Nava Ebrahimi erhält den Bachmann-Preis Marvin-Gaye-Film nimmt Fahrt auf

von Redaktion

Der mit 25 000 Euro dotierte Bachmann-Preis für deutschsprachige Literatur geht an die im Iran geborene, in Deutschland aufgewachsene und in Österreich lebende Schriftstellerin Nava Ebrahimi (Foto: Katrin Ohlendorf). Sie sei eine der spannendsten Stimmen der Gegenwartsliteratur, begründete gestern die Jury ihre Entscheidung. Der komplizierte Text „Der Cousin“ über die Fluchtgeschichte eines schwulen Tänzers behandle auch eine der aktuellen Kernfragen, nämlich, wie viel Show brauche es, damit bestimmte Botschaften überhaupt noch wahrgenommen würden. Der von der Stadt Klagenfurt verliehene Preis erinnert an die österreichische Schriftstellerin Ingeborg Bachmann (1926-1973). 14 Autorinnen und Autoren haben an dem Wettlesen teilgenommen. Bei den 45. Tagen der deutschsprachigen Literatur wurden zudem diese Auszeichnungen vergeben: Der Deutschlandfunk-Preis (12 500 Euro) ging an Dana Vowinckel; Necati Öziri freute sich über den Kelag-Preis (10 000 Euro) und über den Publikumspreis (7000 Euro); der mit 7500 Euro dotierte 3sat-Preis wurde Timon Karl Kaleyta überreicht.
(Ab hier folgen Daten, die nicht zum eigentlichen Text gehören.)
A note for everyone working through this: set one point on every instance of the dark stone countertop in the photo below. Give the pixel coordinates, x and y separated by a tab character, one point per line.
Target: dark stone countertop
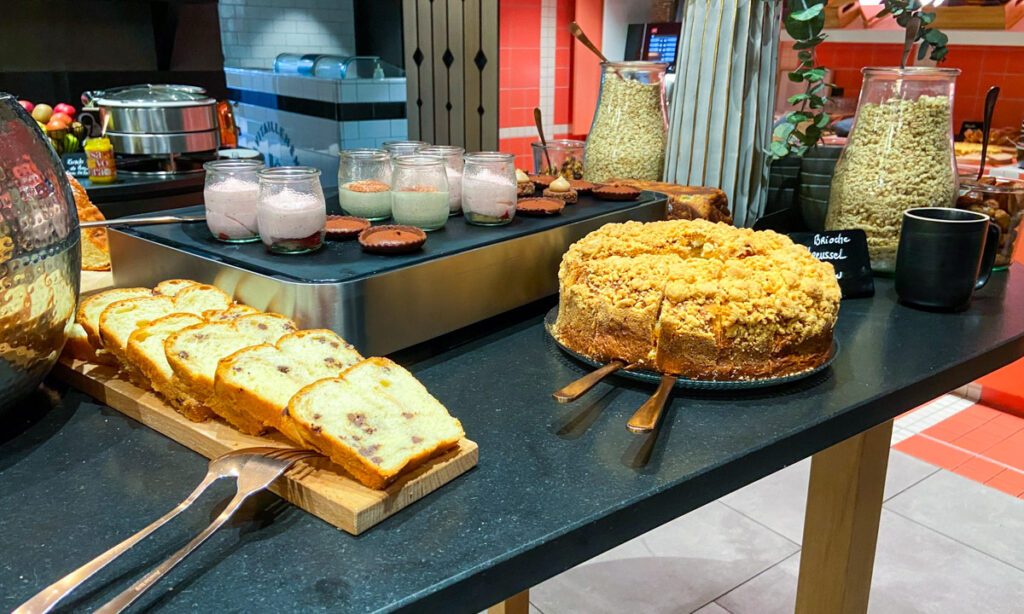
555	485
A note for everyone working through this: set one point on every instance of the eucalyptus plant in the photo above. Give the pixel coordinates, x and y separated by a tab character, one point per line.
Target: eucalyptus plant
805	20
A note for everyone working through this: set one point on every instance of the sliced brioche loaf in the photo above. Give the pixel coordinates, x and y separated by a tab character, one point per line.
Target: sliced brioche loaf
89	310
120	319
375	421
145	353
171	288
201	297
194	353
223	315
262	379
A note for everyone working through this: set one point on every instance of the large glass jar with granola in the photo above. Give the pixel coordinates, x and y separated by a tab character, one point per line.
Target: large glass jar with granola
899	156
631	127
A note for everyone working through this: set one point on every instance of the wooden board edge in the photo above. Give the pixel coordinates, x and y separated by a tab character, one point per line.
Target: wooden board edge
307	486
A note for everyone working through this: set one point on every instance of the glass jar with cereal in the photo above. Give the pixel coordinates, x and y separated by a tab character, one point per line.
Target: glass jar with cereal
899	156
631	127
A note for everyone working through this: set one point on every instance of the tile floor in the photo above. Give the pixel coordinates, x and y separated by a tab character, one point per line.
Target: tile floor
948	540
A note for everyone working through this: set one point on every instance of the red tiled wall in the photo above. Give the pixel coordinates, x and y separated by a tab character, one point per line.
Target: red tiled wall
981	68
519	75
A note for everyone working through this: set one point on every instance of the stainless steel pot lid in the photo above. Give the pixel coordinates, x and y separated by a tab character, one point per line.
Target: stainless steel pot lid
154	95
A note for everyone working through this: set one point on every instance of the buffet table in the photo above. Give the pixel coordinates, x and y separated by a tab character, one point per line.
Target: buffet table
555	484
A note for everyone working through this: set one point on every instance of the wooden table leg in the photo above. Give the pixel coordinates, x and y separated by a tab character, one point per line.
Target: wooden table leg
841	527
517	604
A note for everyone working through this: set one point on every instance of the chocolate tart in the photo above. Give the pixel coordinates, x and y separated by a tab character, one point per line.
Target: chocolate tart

Seit Jahren gibt es in Hollywood Pläne für einen Film über den Soulsänger Marvin Gaye (1939-1984). Nun nimmt sich das Studio Warner Bros. zusammen mit dem US-Rapper Dr. Dre als Produzent der Sache an. Regie von „What’s going on“ übernimmt Allen Hughes. Die Nachlassverwaltung des Sängers habe zugestimmt, dass seine Songs im Film verwendet werden. Wer den Künstler spielt, ist noch offen.